From my college days when I was dating him, I used to have casual sex with guys around.
Please don't ask me about counts.
After marrige I became a housewife and was less social.
But this didn't change me.
I still get to meet guys when my husband was out which included his cousin,friends,laundry man, neighbours etc.
So in short I did it with multiple guys.
And I have no regrets,I still do it but less frequently.

When my daughters where 5 & 6 I got their dna tested and as expected came to know he isn't their father.
He is a good man though, but I feel if I tell him,he will leave me, and that will affect my daughters life financially.
So what should I do ?

Please discuss.

For myself I am out of words for now.

Tell him.
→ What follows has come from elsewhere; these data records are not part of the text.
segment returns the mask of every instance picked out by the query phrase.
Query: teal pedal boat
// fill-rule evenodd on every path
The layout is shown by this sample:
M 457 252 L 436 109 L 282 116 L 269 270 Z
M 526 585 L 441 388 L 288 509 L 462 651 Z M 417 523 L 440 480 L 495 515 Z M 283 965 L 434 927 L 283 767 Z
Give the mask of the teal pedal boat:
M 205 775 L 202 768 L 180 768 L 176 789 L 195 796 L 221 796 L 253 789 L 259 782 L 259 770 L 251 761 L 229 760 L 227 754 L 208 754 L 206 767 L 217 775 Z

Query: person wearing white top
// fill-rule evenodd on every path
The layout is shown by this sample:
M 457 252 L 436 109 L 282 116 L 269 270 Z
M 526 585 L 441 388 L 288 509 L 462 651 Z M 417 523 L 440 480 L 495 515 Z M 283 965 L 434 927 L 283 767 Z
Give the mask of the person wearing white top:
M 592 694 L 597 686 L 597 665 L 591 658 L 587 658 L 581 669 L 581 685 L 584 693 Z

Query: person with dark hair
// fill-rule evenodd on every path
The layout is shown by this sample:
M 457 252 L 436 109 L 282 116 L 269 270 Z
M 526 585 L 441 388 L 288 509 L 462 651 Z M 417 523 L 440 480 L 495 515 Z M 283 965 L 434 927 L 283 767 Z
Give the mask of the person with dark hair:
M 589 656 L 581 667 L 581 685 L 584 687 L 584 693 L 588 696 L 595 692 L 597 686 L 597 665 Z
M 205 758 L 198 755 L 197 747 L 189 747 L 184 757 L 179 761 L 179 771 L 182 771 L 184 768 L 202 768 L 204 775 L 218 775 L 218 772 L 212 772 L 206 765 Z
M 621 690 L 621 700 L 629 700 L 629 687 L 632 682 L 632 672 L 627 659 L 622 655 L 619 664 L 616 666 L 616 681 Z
Marriage and the insistence on monogamy is a ******** institution that runs contary to our sexual desires and behaviour.

If the husband/dad turns round and stops loving the kids, it means he values the illusion of commitment above the reality of bringing up kids for 15 years. I.e. He didn't really love them for who they are, only as an extension of himself. Is that really what you'd want for a father or a husband?

If the marriage is built on him turning his wife into a domestic utility (i.e. Housewife and mother) he's not going to want his wife to be "free" and again, doesn't love her for who she is.

Of course I can say that- because its not my life.

The interesting thing is why she had to take the DNA test in the first place if she already knew it was possible. Reading into it, she wanted the marriage to be a lie because she felt guilty for her sexual encounters. Knowing that was a liberation somehow. If she knew for ten years and didn't say- what changed? There are other factors at work here.